Clinical diagnosis	Age < 3 y	Age ≥ 3 y	P-Value
Intrahepatic cholestasis	75 (64.7%)	16 (23.9%)	<0.001
Hepatic dysfunction	25 (21.6%)	34 (50.8%)	<0.001
Glycogen storage disease	12 (10.3%)	7 (10.4%)	0.982
Wilson’s disease	0 (0%)	3 (4.5%)	0.046
Hepatitis B	4 (3.4%)	7 (10.4%)	0.102

Exclusion criteria were: (1) aged over 18 years old; (2) patients with renal diseases; (3) time between liver biopsy and serum collection exceed 2 weeks; (4) patients without liver function test at that time; (5) patients with biliary atresia.

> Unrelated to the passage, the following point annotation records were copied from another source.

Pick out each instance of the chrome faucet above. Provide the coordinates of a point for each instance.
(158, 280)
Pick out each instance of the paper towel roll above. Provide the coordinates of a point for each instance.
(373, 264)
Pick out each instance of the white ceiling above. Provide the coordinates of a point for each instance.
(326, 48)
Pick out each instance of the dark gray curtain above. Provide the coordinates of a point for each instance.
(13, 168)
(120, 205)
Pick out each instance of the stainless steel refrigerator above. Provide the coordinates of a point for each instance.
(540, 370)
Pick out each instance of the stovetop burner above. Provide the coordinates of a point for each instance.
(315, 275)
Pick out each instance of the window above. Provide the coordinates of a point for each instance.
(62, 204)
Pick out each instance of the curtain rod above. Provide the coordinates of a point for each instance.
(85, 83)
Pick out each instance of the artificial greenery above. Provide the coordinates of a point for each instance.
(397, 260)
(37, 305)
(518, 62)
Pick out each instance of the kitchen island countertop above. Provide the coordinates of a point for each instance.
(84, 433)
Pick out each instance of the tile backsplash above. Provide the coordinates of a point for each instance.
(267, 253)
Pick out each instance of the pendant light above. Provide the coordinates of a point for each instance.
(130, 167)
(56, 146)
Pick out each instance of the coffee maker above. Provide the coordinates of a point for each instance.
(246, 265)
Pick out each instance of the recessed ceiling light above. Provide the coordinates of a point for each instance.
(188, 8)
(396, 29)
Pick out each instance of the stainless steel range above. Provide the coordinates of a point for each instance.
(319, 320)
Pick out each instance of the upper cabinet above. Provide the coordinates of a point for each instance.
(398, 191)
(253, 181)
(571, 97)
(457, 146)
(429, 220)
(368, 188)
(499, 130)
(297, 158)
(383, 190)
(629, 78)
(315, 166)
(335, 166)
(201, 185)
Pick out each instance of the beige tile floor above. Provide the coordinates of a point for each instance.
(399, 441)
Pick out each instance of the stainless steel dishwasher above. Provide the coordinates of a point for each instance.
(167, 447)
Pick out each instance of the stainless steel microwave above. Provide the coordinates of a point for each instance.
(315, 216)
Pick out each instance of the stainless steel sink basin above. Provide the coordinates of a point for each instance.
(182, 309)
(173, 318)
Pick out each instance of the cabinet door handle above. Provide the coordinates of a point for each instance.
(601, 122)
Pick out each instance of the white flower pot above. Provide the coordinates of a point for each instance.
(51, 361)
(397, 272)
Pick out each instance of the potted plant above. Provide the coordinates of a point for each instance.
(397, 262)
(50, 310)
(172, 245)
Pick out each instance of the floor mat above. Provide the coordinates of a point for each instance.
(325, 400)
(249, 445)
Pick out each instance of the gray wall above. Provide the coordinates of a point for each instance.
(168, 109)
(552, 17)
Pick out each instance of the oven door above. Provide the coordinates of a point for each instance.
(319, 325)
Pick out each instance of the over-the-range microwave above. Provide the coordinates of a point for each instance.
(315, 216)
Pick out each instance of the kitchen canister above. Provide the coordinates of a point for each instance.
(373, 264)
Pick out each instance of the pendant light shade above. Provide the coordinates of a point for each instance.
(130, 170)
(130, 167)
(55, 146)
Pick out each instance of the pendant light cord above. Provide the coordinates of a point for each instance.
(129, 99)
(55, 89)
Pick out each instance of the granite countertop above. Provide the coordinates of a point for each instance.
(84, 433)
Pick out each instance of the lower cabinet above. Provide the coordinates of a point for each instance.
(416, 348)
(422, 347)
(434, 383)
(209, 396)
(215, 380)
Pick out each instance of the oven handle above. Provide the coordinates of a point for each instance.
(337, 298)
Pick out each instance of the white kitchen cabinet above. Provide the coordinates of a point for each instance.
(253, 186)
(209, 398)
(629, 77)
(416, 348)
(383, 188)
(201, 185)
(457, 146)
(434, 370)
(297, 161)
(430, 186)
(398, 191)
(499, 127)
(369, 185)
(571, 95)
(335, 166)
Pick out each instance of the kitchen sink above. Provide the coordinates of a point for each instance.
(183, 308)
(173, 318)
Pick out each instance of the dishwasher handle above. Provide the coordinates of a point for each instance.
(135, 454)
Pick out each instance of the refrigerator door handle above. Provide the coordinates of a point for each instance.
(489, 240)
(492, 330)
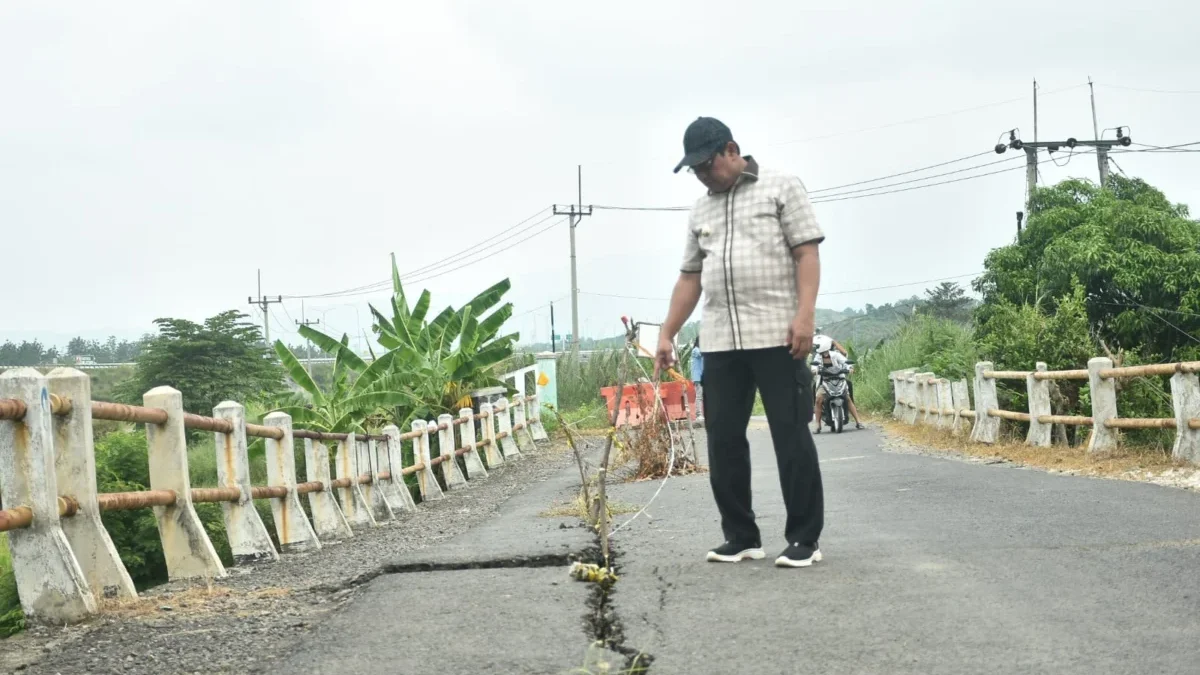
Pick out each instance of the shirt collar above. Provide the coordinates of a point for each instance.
(748, 174)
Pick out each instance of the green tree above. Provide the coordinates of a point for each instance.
(947, 300)
(1135, 256)
(221, 359)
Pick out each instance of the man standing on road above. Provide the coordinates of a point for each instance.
(751, 248)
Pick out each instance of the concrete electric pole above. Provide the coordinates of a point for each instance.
(263, 302)
(1031, 154)
(304, 321)
(576, 214)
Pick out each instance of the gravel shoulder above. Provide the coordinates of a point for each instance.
(1135, 465)
(261, 613)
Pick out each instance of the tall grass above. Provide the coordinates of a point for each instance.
(928, 344)
(11, 617)
(580, 380)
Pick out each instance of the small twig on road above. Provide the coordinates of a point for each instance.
(616, 407)
(579, 458)
(604, 515)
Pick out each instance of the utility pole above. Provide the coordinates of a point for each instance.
(1031, 173)
(1031, 154)
(1035, 109)
(304, 321)
(263, 302)
(576, 213)
(1102, 154)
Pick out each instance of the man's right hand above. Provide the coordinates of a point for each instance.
(664, 357)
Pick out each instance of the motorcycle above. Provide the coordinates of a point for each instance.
(837, 406)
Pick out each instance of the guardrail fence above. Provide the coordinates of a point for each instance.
(64, 559)
(924, 398)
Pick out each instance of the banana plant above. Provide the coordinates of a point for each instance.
(348, 405)
(457, 350)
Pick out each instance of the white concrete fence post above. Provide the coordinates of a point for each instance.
(987, 428)
(372, 491)
(535, 426)
(521, 425)
(897, 394)
(76, 472)
(447, 448)
(328, 519)
(249, 538)
(467, 434)
(1186, 400)
(1104, 406)
(354, 503)
(1039, 404)
(911, 396)
(491, 447)
(945, 402)
(396, 460)
(426, 479)
(504, 430)
(51, 583)
(292, 526)
(960, 395)
(185, 544)
(928, 396)
(381, 458)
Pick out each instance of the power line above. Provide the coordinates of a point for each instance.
(899, 285)
(1139, 305)
(1179, 148)
(820, 293)
(841, 198)
(1145, 90)
(384, 282)
(561, 298)
(924, 118)
(477, 246)
(489, 254)
(909, 172)
(857, 195)
(625, 297)
(1006, 160)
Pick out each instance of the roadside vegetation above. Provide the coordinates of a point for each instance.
(423, 363)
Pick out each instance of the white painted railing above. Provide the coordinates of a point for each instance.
(925, 398)
(64, 559)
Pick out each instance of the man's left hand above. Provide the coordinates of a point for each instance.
(799, 335)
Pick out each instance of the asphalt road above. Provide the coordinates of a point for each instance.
(930, 566)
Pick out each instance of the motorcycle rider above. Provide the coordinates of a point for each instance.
(821, 342)
(833, 362)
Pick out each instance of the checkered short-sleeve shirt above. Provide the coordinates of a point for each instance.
(741, 242)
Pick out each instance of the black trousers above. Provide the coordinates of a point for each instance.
(730, 381)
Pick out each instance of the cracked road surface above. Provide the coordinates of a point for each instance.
(931, 566)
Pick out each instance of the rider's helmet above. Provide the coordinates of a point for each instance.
(821, 344)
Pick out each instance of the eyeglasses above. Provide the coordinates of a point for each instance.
(703, 167)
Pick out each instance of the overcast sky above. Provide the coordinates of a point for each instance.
(154, 155)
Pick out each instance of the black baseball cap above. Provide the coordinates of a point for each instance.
(703, 138)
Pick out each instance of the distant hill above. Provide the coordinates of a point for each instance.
(864, 329)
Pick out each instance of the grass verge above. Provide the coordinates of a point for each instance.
(12, 620)
(1123, 463)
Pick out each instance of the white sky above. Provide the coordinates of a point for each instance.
(154, 155)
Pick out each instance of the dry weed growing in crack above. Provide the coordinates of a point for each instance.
(648, 448)
(597, 662)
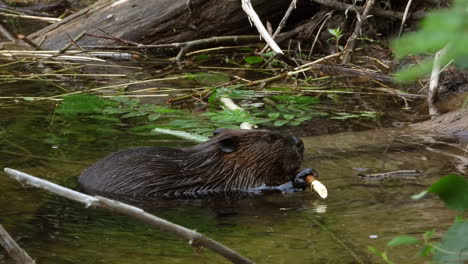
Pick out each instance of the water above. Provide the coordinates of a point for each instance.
(292, 228)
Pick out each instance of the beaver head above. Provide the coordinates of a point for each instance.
(233, 160)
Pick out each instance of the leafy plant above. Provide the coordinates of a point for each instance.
(453, 190)
(337, 34)
(292, 110)
(439, 29)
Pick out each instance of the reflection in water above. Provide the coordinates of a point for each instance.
(273, 228)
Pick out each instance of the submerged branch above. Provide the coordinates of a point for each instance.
(195, 239)
(13, 249)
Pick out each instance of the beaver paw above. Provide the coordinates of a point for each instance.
(301, 181)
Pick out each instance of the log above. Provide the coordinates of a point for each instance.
(155, 22)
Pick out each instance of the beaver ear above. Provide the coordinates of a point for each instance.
(217, 131)
(228, 145)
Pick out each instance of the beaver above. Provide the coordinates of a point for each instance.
(233, 160)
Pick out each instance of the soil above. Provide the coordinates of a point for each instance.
(454, 123)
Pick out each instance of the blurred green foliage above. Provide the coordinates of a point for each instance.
(441, 28)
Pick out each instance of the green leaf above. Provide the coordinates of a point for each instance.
(83, 104)
(419, 195)
(382, 255)
(105, 118)
(273, 116)
(403, 240)
(278, 123)
(453, 190)
(114, 111)
(154, 116)
(429, 234)
(269, 54)
(133, 114)
(202, 57)
(453, 247)
(182, 134)
(212, 79)
(253, 59)
(425, 251)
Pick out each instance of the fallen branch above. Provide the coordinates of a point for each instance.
(351, 43)
(376, 11)
(13, 249)
(4, 32)
(283, 22)
(434, 83)
(45, 19)
(248, 9)
(195, 239)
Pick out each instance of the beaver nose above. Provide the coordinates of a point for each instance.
(298, 142)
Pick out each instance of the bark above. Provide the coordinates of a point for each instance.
(156, 22)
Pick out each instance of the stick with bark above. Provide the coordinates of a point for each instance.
(195, 239)
(351, 44)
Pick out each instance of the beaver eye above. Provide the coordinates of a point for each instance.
(217, 131)
(228, 145)
(273, 137)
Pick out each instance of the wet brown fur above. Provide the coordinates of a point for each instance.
(232, 160)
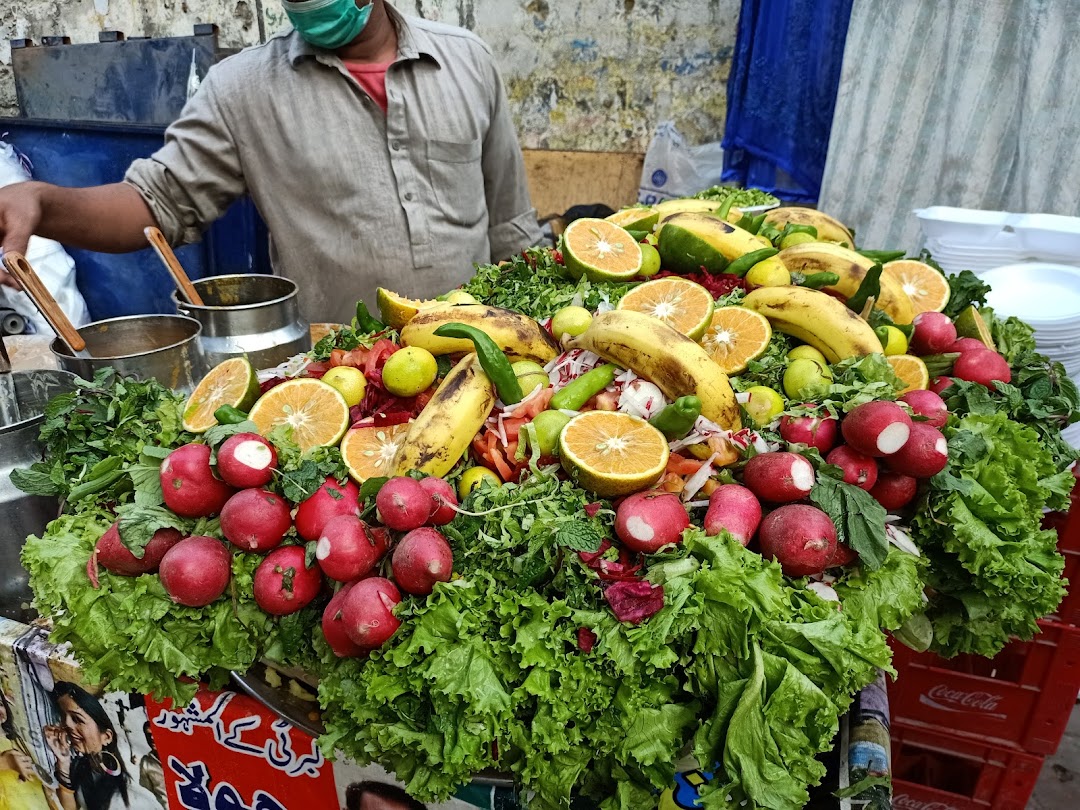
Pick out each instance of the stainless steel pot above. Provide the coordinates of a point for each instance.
(21, 514)
(161, 347)
(253, 315)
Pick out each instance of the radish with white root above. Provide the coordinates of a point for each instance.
(420, 559)
(647, 522)
(368, 612)
(779, 477)
(877, 428)
(349, 549)
(196, 571)
(255, 520)
(923, 456)
(802, 539)
(283, 582)
(246, 461)
(736, 510)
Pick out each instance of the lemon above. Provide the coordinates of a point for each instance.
(350, 381)
(764, 405)
(409, 370)
(474, 477)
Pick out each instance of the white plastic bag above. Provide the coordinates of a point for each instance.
(52, 262)
(672, 169)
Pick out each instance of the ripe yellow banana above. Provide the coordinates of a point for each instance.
(666, 358)
(828, 229)
(817, 319)
(820, 257)
(512, 332)
(439, 437)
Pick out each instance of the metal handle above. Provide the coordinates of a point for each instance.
(161, 246)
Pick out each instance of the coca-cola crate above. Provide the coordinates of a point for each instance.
(933, 770)
(1021, 697)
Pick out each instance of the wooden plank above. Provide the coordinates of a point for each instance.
(558, 179)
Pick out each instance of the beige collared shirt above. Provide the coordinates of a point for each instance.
(354, 199)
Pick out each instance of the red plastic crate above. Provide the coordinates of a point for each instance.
(933, 770)
(1022, 697)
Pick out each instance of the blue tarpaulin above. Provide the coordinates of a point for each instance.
(781, 94)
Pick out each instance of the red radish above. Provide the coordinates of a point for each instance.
(859, 469)
(367, 612)
(802, 539)
(444, 500)
(117, 558)
(197, 570)
(937, 385)
(283, 582)
(928, 404)
(189, 485)
(403, 504)
(878, 428)
(349, 549)
(255, 520)
(925, 455)
(646, 522)
(984, 367)
(934, 333)
(779, 477)
(246, 461)
(894, 490)
(420, 559)
(814, 431)
(334, 628)
(734, 509)
(331, 500)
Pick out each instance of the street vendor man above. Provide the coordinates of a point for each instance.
(379, 150)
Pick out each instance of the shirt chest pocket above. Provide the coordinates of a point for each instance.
(457, 178)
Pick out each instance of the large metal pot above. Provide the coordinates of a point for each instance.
(164, 348)
(257, 316)
(21, 514)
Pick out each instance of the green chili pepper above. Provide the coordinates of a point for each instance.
(744, 262)
(581, 390)
(491, 358)
(676, 420)
(365, 321)
(229, 415)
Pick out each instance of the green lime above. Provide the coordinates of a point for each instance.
(409, 370)
(764, 405)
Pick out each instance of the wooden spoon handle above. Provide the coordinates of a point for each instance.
(17, 266)
(169, 259)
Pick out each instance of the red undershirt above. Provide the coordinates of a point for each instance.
(373, 79)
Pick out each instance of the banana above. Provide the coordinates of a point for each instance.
(817, 257)
(817, 319)
(828, 229)
(512, 332)
(439, 437)
(666, 358)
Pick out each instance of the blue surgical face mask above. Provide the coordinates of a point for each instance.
(328, 24)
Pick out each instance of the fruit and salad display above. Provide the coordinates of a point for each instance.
(649, 501)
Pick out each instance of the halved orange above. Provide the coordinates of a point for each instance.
(316, 413)
(928, 288)
(912, 372)
(683, 305)
(612, 454)
(736, 336)
(369, 453)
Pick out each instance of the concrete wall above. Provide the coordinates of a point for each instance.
(591, 75)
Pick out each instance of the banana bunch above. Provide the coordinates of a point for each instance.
(817, 319)
(828, 229)
(666, 358)
(440, 436)
(512, 332)
(819, 257)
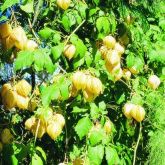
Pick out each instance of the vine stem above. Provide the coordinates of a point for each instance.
(74, 32)
(137, 144)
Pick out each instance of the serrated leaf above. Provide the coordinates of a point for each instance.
(28, 7)
(8, 3)
(95, 154)
(57, 51)
(49, 93)
(96, 136)
(42, 60)
(46, 33)
(78, 110)
(24, 59)
(83, 126)
(111, 156)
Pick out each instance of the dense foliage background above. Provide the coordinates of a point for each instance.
(139, 25)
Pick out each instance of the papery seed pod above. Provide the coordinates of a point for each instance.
(138, 113)
(154, 81)
(118, 75)
(126, 74)
(5, 88)
(5, 30)
(113, 57)
(30, 122)
(23, 88)
(103, 50)
(79, 80)
(94, 85)
(19, 37)
(54, 130)
(108, 66)
(120, 49)
(30, 45)
(89, 97)
(9, 100)
(64, 4)
(73, 91)
(41, 129)
(22, 102)
(128, 107)
(6, 136)
(109, 42)
(69, 51)
(59, 119)
(108, 127)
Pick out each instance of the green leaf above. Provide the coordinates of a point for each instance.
(64, 89)
(46, 33)
(130, 60)
(57, 51)
(78, 110)
(80, 47)
(96, 136)
(28, 7)
(103, 25)
(56, 38)
(111, 156)
(95, 154)
(49, 93)
(42, 60)
(83, 126)
(8, 3)
(24, 59)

Measurement of serum GP73 level

Quantitative detection of serum GP73 was performed in Peking University Health Science Center, in unaware of the sample’s clinical and pathological information, by using commercially available double-antibody sandwich enzyme-linked immunosorbent assay (ELISA) kit (Hotgen Biotech Inc., Beijing, China), according to the manufacturer’s protocol.

Liver histology

All liver biopsies were stained with hematoxylineosin, Masson’ trichrome, and reticular fiber stain. We adopted Scheuer’s scoring system which was modified in 2016[28]. Hepatic inflammation activity grade (G) was classified into G0 through G4; liver fibrosis stage (S) was classified into S0 through S4 (Fig. 3). No/minor inflammation was defined as an inflammation grade of “G0-G1”, significant inflammation was defined as an inflammation grade of “G2-G4”. No/minor fibrosis was defined as a fibrosis stage of “S0-S1”, significant fibrosis was defined as a fibrosis stage of “S2-S4”. Liver histopathology was evaluated by two independent pathologists in a double-blind manner. Another experienced pathologist was invited to judge and determine the final result if they had different results.

Figure 3

Hepatic inflammation activity grades and fibrosis stages in patients (original magnification, all images, x200). H&E staining in patients showed hepatic inflammation activity grades from G0 to G4. Masson’s staining in patients showed liver fibrosis stages from S0 to S4.

Laboratory tests

Liver function tests, including total bilirubin (TB), alanine aminotransferase (ALT), aspartate transaminase (AST), serum albumin (ALB), r-glutamyl transpeptidase (GGT) and total bile acid (TBA), were measured using Beckman AU800 chemistry analyzer at two laboratories of Jinshan Hospital and Children’s Hospital, respectively. Whole blood routine such as platelet count was also measured at the above labs.

APRI scores

Aspartate transaminase to platelet ratio index (APRI)[29] was calculated based on the results of liver function tests and whole blood count during the admission for liver biopsy.

Statistical analysis

Statistical analysis was performed using the IBM SPSS Statistics version 19 and GraphPad Prism 5.0. Measured data were expressed as mean ± standard deviation. Student’s t-test and ANOVA analysis were used to compare the difference between groups when the data satisfied the homogeneity of variance; otherwise, Mann-Whitney and Kruskal-Wallis tests were used. Partial correlation analysis was calculated. Rates of classification data were compared by χ2 square test. The diagnostic performance of serum GP73 was performed using area under the receiver operating characteristic (ROC) curve with 95% confidence interval (CI). P-values < 0.05 were considered to be statistically significant.